Ramiz al-Khayat says “we’re working seven days a week” and the new dairy facility will be solution to the problem facing the country in the wake of a Gulf blockade.
The machines are working at the site to help Qatar master the Gulf crisis.
It is an ambitious project that al-Khayat, as vice president of the Baladna company, is responsible for.
The company already has more than 20,000 sheep and goats from which milk and dairy products are produced in a gleaming facility.
It also bottles dairy milk from cows.
But now, Baladna is building stalls to shelter 4,000 cows as soon as possible.
Around 1,000 are to be flown in from Germany, the rest from the United States and Australia.
Al-Khayat sounds defiant, and in fact such words are being heard over and again these days in Qatar.
A month ago, the Gulf neighbours of Saudi Arabia, Bahrain and the United Arab Emirates broke off all contact with Qatar and closed their borders.
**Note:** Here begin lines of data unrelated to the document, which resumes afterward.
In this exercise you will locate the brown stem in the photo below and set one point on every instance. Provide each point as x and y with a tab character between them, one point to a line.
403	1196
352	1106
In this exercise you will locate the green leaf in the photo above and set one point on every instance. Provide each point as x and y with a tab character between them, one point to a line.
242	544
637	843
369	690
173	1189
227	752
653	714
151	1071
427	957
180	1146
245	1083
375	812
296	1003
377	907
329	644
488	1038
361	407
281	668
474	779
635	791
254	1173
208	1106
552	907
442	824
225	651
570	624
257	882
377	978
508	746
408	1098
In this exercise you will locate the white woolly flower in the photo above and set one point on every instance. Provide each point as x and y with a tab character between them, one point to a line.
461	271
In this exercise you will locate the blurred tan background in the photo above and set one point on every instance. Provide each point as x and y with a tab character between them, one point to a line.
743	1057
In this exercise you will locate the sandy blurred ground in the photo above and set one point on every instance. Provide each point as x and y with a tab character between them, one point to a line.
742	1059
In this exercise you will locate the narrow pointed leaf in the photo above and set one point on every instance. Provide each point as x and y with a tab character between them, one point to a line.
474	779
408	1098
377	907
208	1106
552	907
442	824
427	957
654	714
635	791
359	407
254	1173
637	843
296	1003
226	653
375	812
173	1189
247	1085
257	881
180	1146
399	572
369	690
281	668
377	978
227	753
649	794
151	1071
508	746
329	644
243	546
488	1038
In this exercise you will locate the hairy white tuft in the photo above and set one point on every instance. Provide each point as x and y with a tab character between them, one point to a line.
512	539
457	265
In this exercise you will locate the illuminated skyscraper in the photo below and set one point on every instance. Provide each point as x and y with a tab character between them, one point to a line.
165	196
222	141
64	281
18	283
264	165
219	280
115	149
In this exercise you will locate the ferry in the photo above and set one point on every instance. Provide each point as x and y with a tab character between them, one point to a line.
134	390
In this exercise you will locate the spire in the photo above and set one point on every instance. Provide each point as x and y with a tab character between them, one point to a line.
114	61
Until now Qatar had imported about 80% of dairy products from Saudi Arabia.
But instead of Saudi products, for the time being dairy products from Turkey have filled the gaps.
If al-Khayat has his way, then the Turkish products should be just a temporary solution. “In nine months Qatar can be self-sufficient,” the businessman predicts.
Already, traders in Doha are dealing in domestic goods. “Yes to Qatari products” is a sign seen on the doors to many shops in the capital.
In any event, al-Khayat has thrown down the gauntlet to the competition from the neighbouring state.
Up until the blockade, the Saudis had swamped the market with cheap products. “But what they have lost, they are not going to win back,” he says.